Like de-Nazification, officials decided, de-Baathification would focus on the party elite while leaving the lower echelons intact. Garner’s view was that the United States could probably succeed by removing just the top two leaders from each ministry or agency. “We were talking about a pretty limited number, something like the top one-and-a-half percent,” recalled Larry Di Rita, one of Rumsfeld’s top aides. Miller remembered it the same way: “What we recommended was de-Baathification was to be carried out with a light hand.”
To Douglas Feith, the Pentagon’s undersecretary of defense for policy, the planners’ decisions about de-Baathification appeared straightforward amid the run-up to the war. To him, the proposed measure for a narrowly targeted removal of Baathist officials seemed modest and sensible. “Nobody said they should be killed, imprisoned, or dispossessed,” Feith recalled in an interview. “The penalty was that you couldn’t work in the new government. It wasn’t enormously draconian, given that the Baath Party had done a lot of terrible things.” In Feith’s recollection, the decision attracted little interagency debate amid the many other harder policy questions. “The things I remember are the things that were controversial,” he said. “I don’t remember de-Baathification being in that category. It was handled by an interagency group, and there was consensus.”
Garner didn’t think de-Baathification would be a major issue for the United States either. His prediction was based on his experience during the Gulf War, when Kurds and Shiites rose up and killed large numbers of Baathists. As he recalled in an interview, he assumed that once again, they would eliminate the worst officials themselves. “A lot of the bad guys will be dead,” he remembered thinking. Garner talked with Rumsfeld about a loose plan to retain the technocrats, with some vetting, and Rumsfeld agreed.
Much more challenging, however, was the issue that Feith himself presented in “mega-brief four”: what to do about the Iraqi army. It was, participants recall, one of the hardest postwar questions they confronted. The Iraqi military was huge—estimated at around a half-million regular and irregular troops, in addition to a bloated officer corps that included thousands of generals. The enlisted ranks were composed mostly of Shiites, who were overseen by a predominantly Sunni officer corps loyal to Saddam. Training was poor; discipline, brutal. It was an open question whether the army was salvageable or whether it would be best to disband it altogether and replace it with a new army built from scratch according to Western standards and no longer segregated along sectarian lines. “There were strong arguments on both sides of the debate—both reform and dissolve,” Feith said. “It wasn’t obvious to me what the right answer was.”

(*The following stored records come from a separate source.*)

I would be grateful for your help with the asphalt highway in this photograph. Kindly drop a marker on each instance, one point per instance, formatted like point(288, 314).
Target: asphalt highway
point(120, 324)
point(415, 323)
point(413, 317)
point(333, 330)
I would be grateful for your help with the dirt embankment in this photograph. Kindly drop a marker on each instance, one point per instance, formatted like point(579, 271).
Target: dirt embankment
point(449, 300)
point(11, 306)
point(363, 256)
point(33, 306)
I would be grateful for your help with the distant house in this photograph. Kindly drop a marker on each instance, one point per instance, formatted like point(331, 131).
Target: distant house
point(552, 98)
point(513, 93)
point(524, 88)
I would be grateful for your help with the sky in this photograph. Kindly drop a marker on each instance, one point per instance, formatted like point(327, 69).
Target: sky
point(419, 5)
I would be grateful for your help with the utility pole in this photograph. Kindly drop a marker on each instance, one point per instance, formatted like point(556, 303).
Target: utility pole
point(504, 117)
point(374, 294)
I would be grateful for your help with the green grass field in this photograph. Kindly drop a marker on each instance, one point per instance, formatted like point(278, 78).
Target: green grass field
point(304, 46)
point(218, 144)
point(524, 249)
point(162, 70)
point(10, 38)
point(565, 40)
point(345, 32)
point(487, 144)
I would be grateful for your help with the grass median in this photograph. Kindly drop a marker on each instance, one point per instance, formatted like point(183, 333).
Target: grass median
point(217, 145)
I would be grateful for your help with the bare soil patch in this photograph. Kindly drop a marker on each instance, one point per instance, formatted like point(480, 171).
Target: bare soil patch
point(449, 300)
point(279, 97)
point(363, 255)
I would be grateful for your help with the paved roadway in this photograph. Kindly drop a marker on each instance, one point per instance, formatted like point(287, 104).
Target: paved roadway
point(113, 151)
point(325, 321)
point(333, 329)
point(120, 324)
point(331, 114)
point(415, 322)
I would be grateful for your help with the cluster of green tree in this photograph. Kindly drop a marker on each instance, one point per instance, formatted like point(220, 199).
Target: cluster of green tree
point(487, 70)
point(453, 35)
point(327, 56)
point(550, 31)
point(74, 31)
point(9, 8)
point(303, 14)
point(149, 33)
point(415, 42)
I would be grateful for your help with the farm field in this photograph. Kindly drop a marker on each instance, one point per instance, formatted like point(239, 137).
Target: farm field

After studying the issue, U.S. planners decided to keep the military, assuming they’d be able to use its organizational structure, bases, personnel, and equipment as a foundation of reconstruction efforts. Besides, in the Gulf War, the Iraqi military had surrendered en masse. Tens of thousands of prisoners of war had been placed in the custody of U.S. forces, and U.S. planners expected that something similar would happen again, and this time the soldiers-turned-prisoners could be put to work on reconstruction.
As part of those March meetings, Rumsfeld asked Feith to brief Bush and the NSC on Garner’s conclusion that the army was worth salvaging. As Feith recalled, “We had an enormous job to do on reconstruction, and the Iraqi military has facilities, it has transportation, it has personnel with skills.” Among its ranks were experts on communications technology, roads, construction, and so on. “Those were all things Garner stressed we would need to draw on for reconstruction.”
In just three weeks, the U.S.-led coalition surged into Baghdad and the Iraqi government collapsed.
The Pentagon even lined up a northern Virginia defense contractor, Military Professional Resources Inc., which had helped rebuild the Croatian army in the 1990s, to oversee the effort to reform the Iraqi army. “I left with the approval of both Rumsfeld and the president to bring the Army back,” Garner recalled. “Our thought was not to bring the generals back—maybe just one or two—and vet the colonels well, but from the rank of lieutenant colonel down, we wanted to bring them all back.”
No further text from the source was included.